- Sylvan Grove Location within Pennsylvania
- Coordinates: 41°01′46″N 78°09′16″W﻿ / ﻿41.02944°N 78.15444°W
- Country: United States
- State: Pennsylvania
- County: Clearfield
- Elevation: 1,525 ft (465 m)
- Time zone: Eastern (EST)
- • Summer (DST): EDT

= Sylvan Grove, Pennsylvania =

Unincorporated community in Pennsylvania, US

Sylvan Grove is an unincorporated community in Cooper Township in Clearfield County, Pennsylvania, United States. It appears on the Frenchville U.S. Geological Survey Map. It is a small farming community originally called Hickory Bottom. Central to the history of Sylvan Grove is the Sylvan Grove Church and Cemetery.

==History==

===Sylvan Grove Church and Cemetery===
Located north of Kylertown on Church Hill Road off of State Route 1011, Sylvan Grove Church and Cemetery remains today as a testament of the faith of the earliest settlers in this area. The church, originally constructed in 1870 for $2010.00, was built on land owned by John and Wealthy Johnson Hoover, and deeded to the Trustees of the Methodist-Episcopal Church. At that time the Trustees were Robert Daugherty, George Hess, David Aldrich, Samuel Hoover, and John Hoover. This building was dedicated on June 25, 1871.
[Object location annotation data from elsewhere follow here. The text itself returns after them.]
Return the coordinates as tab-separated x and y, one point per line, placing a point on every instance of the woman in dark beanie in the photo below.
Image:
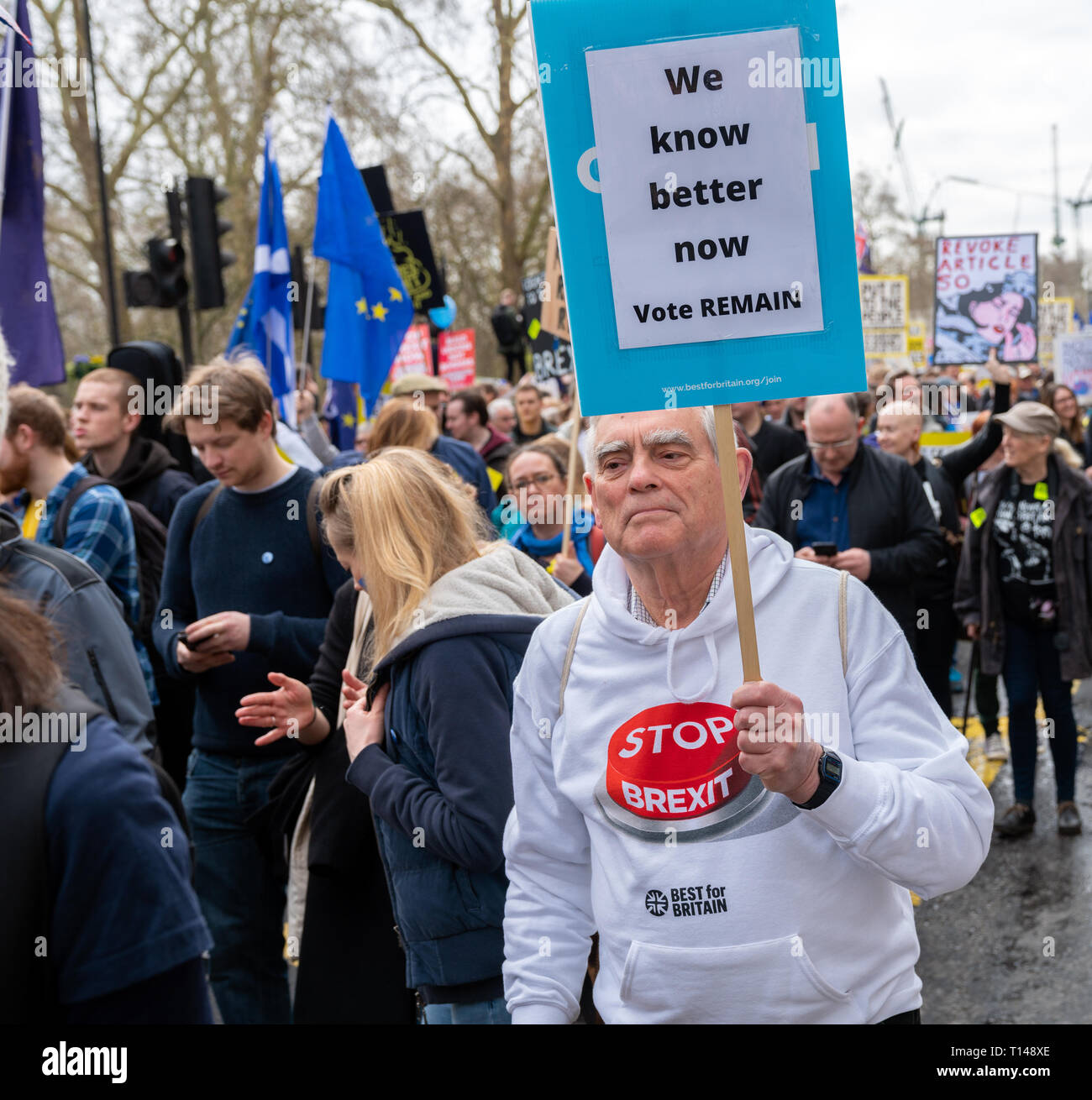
1023	592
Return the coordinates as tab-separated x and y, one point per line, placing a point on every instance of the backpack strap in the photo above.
207	506
60	524
843	583
570	652
312	532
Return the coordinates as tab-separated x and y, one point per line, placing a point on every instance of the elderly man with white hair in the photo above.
855	508
744	851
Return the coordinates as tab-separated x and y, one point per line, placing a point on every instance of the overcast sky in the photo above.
979	85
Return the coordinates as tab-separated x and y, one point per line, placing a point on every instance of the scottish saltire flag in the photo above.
368	311
340	414
27	312
265	323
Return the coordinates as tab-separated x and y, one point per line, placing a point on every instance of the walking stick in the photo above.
970	684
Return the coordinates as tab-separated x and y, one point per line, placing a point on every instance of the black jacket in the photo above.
349	942
978	586
937	585
890	516
150	475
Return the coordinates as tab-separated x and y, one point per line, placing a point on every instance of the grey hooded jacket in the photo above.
95	647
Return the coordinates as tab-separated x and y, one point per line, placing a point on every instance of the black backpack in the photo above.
151	551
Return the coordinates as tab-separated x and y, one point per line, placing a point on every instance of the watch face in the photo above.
832	767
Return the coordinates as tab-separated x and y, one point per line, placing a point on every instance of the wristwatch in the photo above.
830	776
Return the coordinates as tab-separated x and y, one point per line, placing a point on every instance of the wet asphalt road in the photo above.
1014	946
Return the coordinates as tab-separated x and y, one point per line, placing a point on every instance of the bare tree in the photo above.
502	140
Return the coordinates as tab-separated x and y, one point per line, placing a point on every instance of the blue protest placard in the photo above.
701	176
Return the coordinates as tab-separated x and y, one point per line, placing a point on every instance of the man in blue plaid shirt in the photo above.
33	458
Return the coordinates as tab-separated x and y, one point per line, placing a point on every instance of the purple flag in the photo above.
27	312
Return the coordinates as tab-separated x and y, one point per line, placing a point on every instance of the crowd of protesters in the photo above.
315	684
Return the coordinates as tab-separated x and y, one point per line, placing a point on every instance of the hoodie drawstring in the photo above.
708	685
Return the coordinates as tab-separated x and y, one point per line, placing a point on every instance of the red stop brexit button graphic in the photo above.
675	762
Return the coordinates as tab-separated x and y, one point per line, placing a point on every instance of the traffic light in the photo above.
164	284
206	229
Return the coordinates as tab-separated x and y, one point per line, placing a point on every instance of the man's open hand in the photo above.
773	741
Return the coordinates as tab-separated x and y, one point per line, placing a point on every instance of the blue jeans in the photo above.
241	897
480	1012
1032	669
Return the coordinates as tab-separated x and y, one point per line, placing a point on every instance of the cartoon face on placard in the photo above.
674	770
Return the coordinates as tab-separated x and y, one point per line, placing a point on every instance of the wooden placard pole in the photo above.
737	542
570	487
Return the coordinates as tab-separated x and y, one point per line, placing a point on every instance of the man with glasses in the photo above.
855	508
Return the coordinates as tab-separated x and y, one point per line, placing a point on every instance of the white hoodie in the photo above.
717	901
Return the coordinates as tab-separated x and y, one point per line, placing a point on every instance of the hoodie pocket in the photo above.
773	982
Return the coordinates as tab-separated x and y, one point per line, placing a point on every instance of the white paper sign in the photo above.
1074	364
706	184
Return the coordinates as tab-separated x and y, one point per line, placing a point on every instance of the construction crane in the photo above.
911	198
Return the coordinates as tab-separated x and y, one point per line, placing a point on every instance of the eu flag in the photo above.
368	311
265	322
340	414
27	312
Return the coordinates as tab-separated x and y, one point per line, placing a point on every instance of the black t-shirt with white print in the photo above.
1024	527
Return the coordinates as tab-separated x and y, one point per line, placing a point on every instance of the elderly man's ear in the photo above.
744	462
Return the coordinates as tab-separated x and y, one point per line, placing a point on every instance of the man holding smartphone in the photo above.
853	507
247	589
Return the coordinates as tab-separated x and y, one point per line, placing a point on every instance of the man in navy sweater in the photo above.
247	589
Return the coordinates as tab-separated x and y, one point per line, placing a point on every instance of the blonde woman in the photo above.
453	615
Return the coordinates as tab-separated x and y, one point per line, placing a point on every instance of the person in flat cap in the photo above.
1023	593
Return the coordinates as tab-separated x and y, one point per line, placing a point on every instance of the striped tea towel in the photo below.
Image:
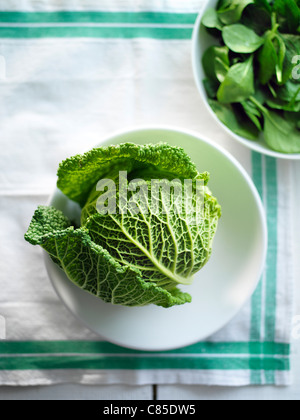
73	72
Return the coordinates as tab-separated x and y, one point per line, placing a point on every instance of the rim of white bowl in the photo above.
249	182
248	143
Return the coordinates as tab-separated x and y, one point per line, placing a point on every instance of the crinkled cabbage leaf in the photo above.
130	258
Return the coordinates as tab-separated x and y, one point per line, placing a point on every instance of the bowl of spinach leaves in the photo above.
246	63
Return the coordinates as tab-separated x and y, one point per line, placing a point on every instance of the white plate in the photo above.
201	41
219	290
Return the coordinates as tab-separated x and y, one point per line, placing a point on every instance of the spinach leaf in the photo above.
238	84
231	117
267	58
221	69
257	18
231	12
288	15
281	51
211	20
211	88
241	39
209	60
289	92
252	113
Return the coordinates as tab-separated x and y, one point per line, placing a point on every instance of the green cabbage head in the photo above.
139	256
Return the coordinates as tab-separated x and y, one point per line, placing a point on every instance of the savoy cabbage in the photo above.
130	258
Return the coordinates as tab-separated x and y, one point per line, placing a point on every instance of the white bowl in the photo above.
219	290
201	41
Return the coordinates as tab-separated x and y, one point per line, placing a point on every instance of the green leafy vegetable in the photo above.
255	90
241	39
238	84
231	11
129	257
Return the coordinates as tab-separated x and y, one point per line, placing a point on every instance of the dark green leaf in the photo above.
211	20
267	58
221	69
238	84
231	12
241	39
208	60
211	88
289	92
252	113
288	15
230	117
257	19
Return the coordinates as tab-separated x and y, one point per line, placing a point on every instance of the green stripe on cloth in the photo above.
256	302
271	264
105	362
47	347
96	32
98	17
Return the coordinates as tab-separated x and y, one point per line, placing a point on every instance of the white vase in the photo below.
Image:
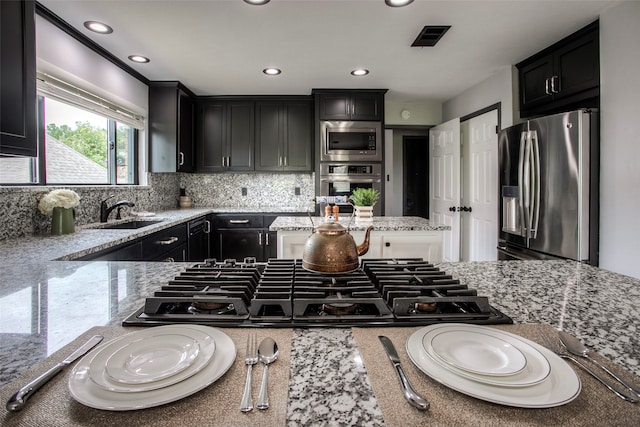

This was actually the second church built in this area. The first church was a log building made in 1850, making it the very first church in what was to become Cooper Township. It was across the road from where the current church stands today. The log building church was constructed on land purchased by two of the Hoover brothers, Samuel and John, from Edward and David Gratz. The Hoover brothers then deeded an acre of this land as the building site to the Morris Township School District and the log building was used for both school and church purposes. The founding fathers of the original log church were all four of the Hoover brothers (John and Samuel, George and Jerimiah) as well as Robert Daugherty and George Hess.